Gentlemen’s agreements: time to reassess
Gentlemen’s agreements seem like a quaint idea when billions of dollars are up for grabs, yet, bafflingly, the capital markets continue relying on them. It’s time to stop assuming borrowers will blindly do what financiers want when there is a cheaper, easier or more sensible option for treasuries to take.
This week, UK utility SSE announced it had amended and extended a £1.3bn loan facility to add sustainability-linked margins and stretch the maturity from July 2022 to March 2024. SSE had previously exercised a pair of one year extension options on the undrawn facility to push the deadline out from 2020.
The unwritten rule in the EMEA loan market — at least as far as bankers’ wishful thinking goes — is that if a loan is near the end of its maturity, the done thing is for borrowers to undertake a full, fee-paying refinancing rather than an A&E. The latter are much cheaper, and consequently far more maligned by many bankers.

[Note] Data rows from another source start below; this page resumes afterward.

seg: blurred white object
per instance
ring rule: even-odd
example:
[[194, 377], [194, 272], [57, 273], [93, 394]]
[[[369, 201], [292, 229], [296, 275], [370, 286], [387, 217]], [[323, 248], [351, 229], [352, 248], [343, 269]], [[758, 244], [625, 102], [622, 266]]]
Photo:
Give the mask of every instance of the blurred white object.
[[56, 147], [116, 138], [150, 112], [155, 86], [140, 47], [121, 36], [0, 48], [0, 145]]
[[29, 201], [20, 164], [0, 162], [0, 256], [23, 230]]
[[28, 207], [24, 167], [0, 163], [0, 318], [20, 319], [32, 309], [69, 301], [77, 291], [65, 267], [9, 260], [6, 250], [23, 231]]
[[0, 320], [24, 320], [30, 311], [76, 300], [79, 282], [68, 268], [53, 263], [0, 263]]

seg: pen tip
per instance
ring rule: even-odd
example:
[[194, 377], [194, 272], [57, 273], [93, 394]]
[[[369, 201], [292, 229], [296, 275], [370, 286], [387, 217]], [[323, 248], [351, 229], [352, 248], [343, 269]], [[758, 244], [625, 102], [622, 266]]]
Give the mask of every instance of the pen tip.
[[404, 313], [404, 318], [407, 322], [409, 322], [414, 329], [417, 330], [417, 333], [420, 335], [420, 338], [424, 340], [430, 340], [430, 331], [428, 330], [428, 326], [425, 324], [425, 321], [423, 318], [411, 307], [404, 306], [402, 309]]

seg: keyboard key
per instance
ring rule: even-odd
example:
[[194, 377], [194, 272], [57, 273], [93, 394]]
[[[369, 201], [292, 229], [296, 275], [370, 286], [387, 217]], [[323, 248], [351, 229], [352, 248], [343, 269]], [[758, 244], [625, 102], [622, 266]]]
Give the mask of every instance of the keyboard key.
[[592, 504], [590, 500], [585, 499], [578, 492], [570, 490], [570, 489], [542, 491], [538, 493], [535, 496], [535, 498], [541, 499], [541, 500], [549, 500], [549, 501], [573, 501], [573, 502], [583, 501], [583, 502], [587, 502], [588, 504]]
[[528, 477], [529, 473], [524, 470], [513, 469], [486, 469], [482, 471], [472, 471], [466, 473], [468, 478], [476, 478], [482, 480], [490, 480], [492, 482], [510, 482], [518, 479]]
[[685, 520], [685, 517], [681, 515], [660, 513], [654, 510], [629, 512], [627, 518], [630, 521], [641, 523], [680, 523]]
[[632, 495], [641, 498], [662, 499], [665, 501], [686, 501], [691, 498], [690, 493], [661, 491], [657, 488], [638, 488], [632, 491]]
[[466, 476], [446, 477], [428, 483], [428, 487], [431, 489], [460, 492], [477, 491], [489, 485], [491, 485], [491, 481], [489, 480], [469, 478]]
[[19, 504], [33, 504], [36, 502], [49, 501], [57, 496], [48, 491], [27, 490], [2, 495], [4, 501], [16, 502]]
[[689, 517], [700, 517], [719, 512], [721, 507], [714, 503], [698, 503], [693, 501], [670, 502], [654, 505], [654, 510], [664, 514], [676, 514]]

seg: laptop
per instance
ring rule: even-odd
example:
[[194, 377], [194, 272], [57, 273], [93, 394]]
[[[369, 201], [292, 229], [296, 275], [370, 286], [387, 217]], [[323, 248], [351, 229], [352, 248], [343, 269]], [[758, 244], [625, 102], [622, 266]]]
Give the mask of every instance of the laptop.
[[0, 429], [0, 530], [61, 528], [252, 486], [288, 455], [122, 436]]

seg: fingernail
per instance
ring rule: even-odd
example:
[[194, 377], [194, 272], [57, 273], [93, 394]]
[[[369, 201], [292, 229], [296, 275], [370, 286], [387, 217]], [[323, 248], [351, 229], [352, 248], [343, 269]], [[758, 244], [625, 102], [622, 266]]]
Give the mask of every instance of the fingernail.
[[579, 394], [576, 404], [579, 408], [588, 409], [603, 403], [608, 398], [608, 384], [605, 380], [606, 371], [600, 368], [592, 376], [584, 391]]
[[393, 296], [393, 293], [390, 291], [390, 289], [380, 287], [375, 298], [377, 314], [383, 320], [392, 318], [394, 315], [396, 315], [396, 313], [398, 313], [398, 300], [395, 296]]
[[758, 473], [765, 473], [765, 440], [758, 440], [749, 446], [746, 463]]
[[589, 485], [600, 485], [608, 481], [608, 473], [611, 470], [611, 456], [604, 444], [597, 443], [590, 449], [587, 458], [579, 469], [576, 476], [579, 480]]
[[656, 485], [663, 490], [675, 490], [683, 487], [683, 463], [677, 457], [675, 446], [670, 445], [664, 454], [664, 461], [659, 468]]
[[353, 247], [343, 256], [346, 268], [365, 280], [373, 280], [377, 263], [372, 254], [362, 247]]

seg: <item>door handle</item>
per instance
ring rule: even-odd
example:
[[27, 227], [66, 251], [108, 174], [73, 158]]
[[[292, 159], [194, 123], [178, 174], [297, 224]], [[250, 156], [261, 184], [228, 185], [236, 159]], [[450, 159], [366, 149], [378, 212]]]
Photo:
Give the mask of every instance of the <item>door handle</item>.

SSE did not do that. But why would it? The 2019 loan market, just like last year, is so far characterised by a severe shortage of deals. Borrowers are benefiting from banks falling over themselves to lend. Even in a banker’s wildest dreams, it would be a stretch to imagine a treasury official explaining to his or her CFO that the company could have got cheaper financing, but really wanted to do its banks a favour and pay more fees.

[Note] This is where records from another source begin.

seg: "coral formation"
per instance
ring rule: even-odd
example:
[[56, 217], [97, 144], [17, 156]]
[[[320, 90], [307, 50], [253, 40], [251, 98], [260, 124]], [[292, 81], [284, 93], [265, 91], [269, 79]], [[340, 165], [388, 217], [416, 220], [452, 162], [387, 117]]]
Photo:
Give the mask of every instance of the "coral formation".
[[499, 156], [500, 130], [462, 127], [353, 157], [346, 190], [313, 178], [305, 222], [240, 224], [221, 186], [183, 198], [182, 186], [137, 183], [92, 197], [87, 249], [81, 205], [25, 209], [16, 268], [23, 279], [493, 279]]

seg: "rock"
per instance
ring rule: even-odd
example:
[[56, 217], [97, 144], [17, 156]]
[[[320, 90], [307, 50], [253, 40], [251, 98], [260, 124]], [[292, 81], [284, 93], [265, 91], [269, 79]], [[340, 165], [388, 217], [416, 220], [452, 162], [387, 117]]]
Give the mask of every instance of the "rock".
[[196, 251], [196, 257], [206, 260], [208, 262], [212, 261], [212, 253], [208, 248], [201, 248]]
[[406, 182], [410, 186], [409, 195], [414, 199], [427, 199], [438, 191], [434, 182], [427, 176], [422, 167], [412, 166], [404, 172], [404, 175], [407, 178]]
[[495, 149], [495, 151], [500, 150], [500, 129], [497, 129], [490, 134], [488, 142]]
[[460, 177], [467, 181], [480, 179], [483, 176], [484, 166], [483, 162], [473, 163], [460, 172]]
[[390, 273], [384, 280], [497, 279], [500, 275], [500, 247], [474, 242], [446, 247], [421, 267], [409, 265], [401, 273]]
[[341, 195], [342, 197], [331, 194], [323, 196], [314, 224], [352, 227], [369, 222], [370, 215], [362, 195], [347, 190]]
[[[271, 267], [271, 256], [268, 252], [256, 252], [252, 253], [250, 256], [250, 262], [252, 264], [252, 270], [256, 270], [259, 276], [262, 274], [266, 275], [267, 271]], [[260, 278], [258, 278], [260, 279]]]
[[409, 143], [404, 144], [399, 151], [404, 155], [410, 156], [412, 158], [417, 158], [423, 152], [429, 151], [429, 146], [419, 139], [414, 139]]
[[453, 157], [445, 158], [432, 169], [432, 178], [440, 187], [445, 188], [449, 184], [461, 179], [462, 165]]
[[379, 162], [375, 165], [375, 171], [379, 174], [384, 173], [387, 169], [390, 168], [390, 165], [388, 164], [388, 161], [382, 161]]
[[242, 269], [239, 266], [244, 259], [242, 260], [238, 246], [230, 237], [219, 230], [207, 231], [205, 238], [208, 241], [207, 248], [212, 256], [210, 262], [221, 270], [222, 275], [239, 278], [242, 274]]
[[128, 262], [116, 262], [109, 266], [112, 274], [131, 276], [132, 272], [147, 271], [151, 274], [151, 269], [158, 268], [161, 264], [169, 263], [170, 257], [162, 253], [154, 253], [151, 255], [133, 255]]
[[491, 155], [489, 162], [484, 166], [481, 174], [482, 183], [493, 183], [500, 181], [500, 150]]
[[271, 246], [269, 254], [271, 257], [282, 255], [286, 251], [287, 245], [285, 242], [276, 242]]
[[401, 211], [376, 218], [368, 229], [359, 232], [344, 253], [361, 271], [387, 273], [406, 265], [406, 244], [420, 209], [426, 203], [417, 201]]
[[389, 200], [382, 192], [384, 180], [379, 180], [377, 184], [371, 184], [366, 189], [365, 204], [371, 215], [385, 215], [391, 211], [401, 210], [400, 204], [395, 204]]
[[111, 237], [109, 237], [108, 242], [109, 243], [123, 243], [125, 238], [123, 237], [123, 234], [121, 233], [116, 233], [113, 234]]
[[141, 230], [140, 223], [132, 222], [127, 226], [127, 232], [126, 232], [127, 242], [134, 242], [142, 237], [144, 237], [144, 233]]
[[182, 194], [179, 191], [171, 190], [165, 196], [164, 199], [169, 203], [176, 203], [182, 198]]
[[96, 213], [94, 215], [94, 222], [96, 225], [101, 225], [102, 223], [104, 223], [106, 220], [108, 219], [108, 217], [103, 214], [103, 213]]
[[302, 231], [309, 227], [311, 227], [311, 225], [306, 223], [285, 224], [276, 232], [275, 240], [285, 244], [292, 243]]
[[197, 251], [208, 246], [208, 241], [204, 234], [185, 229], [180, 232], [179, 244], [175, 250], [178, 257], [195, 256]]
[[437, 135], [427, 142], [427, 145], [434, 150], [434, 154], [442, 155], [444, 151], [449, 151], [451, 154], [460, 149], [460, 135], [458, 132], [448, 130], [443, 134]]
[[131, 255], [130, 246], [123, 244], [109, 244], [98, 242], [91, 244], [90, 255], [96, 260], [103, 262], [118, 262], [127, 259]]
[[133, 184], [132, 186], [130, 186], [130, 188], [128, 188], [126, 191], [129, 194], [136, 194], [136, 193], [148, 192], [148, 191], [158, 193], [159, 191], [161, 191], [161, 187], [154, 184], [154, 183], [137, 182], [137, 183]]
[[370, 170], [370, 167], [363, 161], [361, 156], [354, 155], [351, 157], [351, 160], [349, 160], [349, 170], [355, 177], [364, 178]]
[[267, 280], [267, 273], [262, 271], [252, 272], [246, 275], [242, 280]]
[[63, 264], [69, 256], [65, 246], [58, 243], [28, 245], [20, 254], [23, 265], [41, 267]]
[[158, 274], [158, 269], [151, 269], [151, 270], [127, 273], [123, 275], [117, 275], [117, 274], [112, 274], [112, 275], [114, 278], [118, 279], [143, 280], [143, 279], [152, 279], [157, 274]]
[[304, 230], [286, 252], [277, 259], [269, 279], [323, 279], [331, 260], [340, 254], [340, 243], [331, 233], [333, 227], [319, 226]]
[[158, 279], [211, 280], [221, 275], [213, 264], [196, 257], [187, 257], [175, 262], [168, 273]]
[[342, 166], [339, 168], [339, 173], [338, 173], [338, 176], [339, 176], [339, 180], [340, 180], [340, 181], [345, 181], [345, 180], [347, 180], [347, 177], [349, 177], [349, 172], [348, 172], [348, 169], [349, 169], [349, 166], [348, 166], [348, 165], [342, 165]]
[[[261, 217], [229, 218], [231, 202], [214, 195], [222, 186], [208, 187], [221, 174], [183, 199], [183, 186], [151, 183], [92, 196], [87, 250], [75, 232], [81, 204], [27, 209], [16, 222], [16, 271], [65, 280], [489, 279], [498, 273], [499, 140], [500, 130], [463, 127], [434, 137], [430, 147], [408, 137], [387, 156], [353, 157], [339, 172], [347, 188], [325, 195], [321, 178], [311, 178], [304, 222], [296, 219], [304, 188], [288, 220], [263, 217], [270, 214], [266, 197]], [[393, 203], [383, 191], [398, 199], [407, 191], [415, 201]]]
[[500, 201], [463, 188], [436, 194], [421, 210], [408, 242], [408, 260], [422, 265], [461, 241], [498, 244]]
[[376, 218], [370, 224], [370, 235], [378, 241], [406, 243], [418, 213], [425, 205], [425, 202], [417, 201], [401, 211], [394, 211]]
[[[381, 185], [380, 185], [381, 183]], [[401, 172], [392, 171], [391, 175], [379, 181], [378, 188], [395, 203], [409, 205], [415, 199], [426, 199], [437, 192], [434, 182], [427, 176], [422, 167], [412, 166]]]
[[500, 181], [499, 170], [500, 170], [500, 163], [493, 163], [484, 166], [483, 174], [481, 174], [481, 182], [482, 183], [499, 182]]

And despite many senior bankers across London privately complaining about how much they dislike A&Es, 26 banks agreed to SSE’s amend and extend. Just one dropped out of the facility, for a reason that has not been made public.
The wide-ranging support for SSE’s deal does not suggest there will be much, if any, reputational fallout among lenders from a company pushing its banks to break any supposed gentlemen’s agreements incorrectly assumed to be in place.
One could be forgiven for believing that these kinds of unwritten agreements are limited to the loan market, where relationships ostensibly take on a much higher importance than they do for the faceless investors filling a bond order book. But unwritten rules permeate the capital markets.
Most significantly, Santander went against a gentlemen’s agreement earlier this year when it became the first bank not to call an Additional Tier 1 capital bond.
What SSE did was simply undertake a course of action that was cheapest, quickest and met very little resistance from its banks. It is absurd that anyone would think a sensible borrower would have done anything else.